You will have to find the correct IDs and manually install them to the registry so the items are blocked from being reinstalled. Here is the list from his video.


```
Windows Registry Editor Version 5.00

[HKEY_LOCAL_MACHINE\SOFTWARE\Policies\Microsoft\Windows\DeviceInstall\Restrictions]
"DenyDeviceIDs"=dword:00000001
"DenyDeviceIDsRetroactive"=dword:00000001

[HKEY_LOCAL_MACHINE\SOFTWARE\Policies\Microsoft\Windows\DeviceInstall\Restrictions\DenyDeviceIDs]
"1"="*INT3400"
"2"="*INT3402"
"3"="*INT3403"
"4"="*INT3404"
"5"="*INT3407"
"6"="*INT3409"
"7"="PCI\\VEN_8086&DEV_1903&CC_1180"
"8"="PCI\\VEN_8086&DEV_8A03&CC_1180"
"9"="PCI\\VEN_8086&DEV_A131&CC_1180"
"10"="PCI\\VEN_8086&DEV_1603&CC_1180"
"11"="PCI\\VEN_8086&DEV_9C24&CC_1180"
```


----------



## strepito66 (Aug 13, 2021)

the number isnt important right?

also, the two partecipants have the same ids

tried to enter manually, but when i rebooted they reappeared


----------



## unclewebb (Aug 13, 2021)

Did you try disabling the Intel Dynamic Tuning service?

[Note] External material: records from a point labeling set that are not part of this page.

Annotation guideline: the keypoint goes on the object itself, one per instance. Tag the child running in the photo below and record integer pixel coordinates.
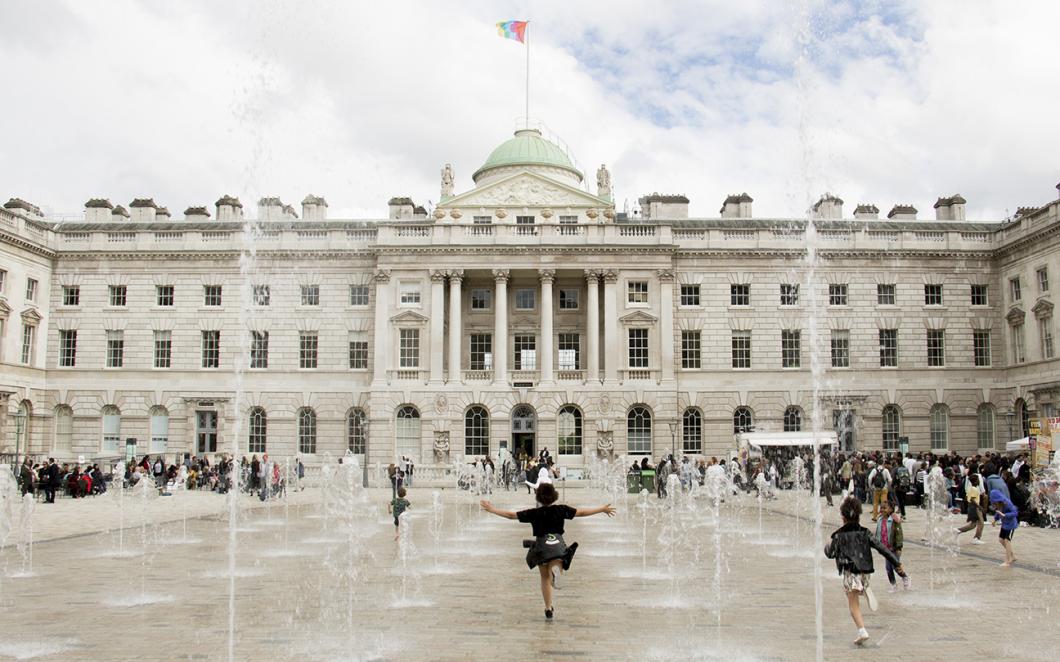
(398, 505)
(1009, 522)
(547, 551)
(851, 547)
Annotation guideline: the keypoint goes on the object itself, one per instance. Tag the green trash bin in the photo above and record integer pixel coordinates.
(648, 480)
(633, 482)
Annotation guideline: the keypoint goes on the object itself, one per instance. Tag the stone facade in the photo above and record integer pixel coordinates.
(525, 310)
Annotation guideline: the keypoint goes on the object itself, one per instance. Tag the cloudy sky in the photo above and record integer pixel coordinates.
(877, 102)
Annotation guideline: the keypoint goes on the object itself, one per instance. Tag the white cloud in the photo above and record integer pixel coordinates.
(187, 102)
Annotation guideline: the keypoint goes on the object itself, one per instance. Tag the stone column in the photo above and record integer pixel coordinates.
(500, 327)
(547, 279)
(666, 322)
(437, 325)
(593, 325)
(381, 360)
(613, 352)
(456, 334)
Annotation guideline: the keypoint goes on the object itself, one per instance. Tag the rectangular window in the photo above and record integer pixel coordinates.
(933, 294)
(211, 349)
(262, 294)
(71, 294)
(480, 299)
(358, 352)
(791, 349)
(888, 347)
(936, 347)
(68, 347)
(409, 349)
(525, 346)
(638, 347)
(481, 352)
(690, 294)
(164, 294)
(740, 294)
(741, 349)
(885, 294)
(526, 299)
(29, 335)
(259, 350)
(116, 349)
(211, 294)
(311, 294)
(1018, 354)
(569, 299)
(1045, 333)
(570, 351)
(981, 347)
(837, 294)
(789, 294)
(358, 294)
(841, 349)
(690, 345)
(307, 342)
(163, 349)
(118, 294)
(979, 296)
(637, 291)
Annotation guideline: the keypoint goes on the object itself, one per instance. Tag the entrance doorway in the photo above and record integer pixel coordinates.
(524, 431)
(206, 431)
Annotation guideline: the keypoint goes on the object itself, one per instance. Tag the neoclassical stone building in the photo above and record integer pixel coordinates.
(522, 312)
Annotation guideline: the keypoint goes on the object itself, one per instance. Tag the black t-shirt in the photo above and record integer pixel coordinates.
(547, 519)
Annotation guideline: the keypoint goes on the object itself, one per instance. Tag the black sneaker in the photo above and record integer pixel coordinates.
(569, 555)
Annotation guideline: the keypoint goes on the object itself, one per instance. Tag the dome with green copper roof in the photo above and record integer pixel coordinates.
(530, 149)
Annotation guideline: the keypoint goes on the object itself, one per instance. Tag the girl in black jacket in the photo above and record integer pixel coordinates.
(851, 547)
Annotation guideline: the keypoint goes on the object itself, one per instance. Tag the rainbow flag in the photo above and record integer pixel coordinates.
(513, 30)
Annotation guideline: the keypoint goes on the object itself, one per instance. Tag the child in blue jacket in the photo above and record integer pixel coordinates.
(1009, 522)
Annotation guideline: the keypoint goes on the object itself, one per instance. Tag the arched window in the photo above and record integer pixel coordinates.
(985, 426)
(891, 427)
(939, 427)
(691, 431)
(159, 429)
(306, 430)
(793, 419)
(356, 430)
(407, 432)
(64, 429)
(111, 428)
(258, 428)
(568, 425)
(638, 430)
(477, 431)
(743, 421)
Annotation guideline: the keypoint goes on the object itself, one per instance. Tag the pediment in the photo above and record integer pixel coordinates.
(408, 317)
(30, 316)
(526, 189)
(1043, 307)
(638, 318)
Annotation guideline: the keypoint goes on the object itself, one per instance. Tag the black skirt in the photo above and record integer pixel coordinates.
(547, 548)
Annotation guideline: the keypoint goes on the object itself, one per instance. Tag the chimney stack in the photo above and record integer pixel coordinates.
(737, 207)
(314, 208)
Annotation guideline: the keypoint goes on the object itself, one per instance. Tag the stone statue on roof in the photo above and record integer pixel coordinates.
(603, 182)
(447, 181)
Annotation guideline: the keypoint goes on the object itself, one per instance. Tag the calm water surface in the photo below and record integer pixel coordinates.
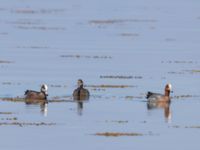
(56, 42)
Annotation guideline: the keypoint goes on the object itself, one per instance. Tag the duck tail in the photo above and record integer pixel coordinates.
(148, 94)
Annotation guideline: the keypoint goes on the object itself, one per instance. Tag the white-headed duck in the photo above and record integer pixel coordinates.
(81, 93)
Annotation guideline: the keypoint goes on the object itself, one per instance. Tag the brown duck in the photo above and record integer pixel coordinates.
(35, 96)
(156, 97)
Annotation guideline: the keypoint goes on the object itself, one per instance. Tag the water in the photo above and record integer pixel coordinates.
(59, 42)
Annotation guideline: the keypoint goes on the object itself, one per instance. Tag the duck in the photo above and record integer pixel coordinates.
(158, 98)
(35, 96)
(81, 93)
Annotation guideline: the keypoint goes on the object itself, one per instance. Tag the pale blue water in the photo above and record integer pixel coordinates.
(138, 38)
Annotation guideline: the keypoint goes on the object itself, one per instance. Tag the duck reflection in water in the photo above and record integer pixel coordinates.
(156, 101)
(80, 95)
(35, 98)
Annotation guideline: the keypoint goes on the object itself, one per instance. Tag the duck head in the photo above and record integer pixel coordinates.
(80, 83)
(168, 89)
(44, 89)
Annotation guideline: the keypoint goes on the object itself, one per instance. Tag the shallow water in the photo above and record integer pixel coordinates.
(148, 44)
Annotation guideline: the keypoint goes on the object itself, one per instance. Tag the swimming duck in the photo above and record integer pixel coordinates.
(34, 96)
(156, 97)
(81, 93)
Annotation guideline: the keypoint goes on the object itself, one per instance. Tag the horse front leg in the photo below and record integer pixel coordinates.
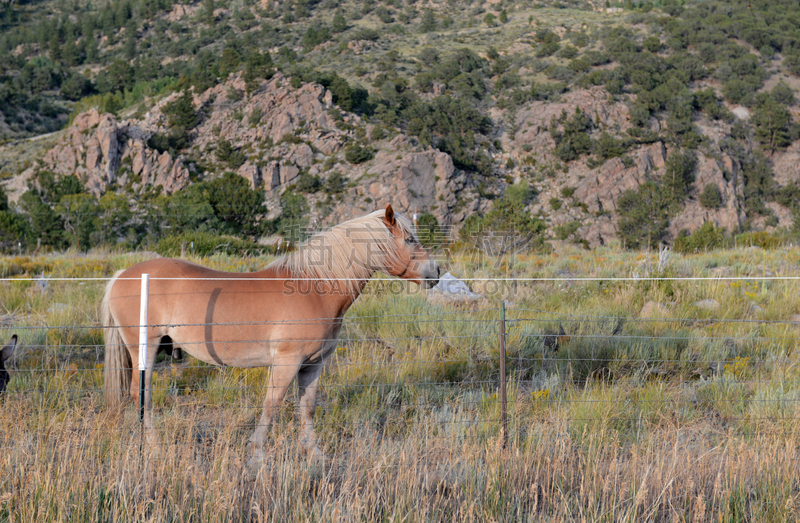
(283, 372)
(308, 383)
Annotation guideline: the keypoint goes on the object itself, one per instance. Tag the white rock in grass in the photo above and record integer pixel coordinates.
(755, 309)
(653, 308)
(708, 304)
(452, 290)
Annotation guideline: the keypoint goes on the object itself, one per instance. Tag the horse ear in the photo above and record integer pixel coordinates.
(389, 218)
(8, 350)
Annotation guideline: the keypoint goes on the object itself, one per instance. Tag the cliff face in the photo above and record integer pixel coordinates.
(283, 133)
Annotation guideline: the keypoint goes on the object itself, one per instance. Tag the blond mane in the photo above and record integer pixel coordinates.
(346, 253)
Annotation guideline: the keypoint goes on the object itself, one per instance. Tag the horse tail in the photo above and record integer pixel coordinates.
(117, 369)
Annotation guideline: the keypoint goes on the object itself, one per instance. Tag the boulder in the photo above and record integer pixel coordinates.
(451, 290)
(653, 309)
(707, 304)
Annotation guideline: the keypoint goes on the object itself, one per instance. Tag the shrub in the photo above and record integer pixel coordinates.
(761, 239)
(652, 44)
(206, 244)
(228, 155)
(705, 238)
(711, 197)
(428, 231)
(357, 154)
(644, 215)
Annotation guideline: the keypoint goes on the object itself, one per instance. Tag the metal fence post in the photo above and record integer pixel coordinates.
(145, 295)
(503, 401)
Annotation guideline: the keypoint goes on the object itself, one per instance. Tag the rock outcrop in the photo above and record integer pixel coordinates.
(283, 135)
(104, 153)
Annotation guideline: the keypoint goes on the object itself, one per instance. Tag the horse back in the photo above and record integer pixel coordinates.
(223, 318)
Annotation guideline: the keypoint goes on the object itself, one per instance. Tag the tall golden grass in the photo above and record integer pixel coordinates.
(692, 420)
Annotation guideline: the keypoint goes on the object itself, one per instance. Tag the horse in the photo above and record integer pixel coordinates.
(6, 353)
(287, 316)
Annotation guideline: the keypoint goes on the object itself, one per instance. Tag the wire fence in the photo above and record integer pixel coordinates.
(468, 367)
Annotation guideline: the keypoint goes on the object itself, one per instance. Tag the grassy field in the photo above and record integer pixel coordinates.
(690, 414)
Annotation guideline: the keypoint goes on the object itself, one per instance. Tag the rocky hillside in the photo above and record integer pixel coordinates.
(289, 136)
(285, 136)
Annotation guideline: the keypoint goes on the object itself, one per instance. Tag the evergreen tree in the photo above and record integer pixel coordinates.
(428, 23)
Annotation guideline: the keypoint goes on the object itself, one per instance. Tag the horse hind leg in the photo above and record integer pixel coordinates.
(283, 372)
(308, 383)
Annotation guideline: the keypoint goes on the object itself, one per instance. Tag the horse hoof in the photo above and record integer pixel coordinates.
(255, 463)
(314, 454)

Run msconfig and click on the Services tab to see if you can find this service.


----------



## strepito66 (Aug 13, 2021)

yes, disabled that, still power throttle and still dynamic tuning reappearing


----------



## unclewebb (Aug 14, 2021)

strepito66 said:


> still dynamic tuning reappearing


There must be some way to block this from being installed.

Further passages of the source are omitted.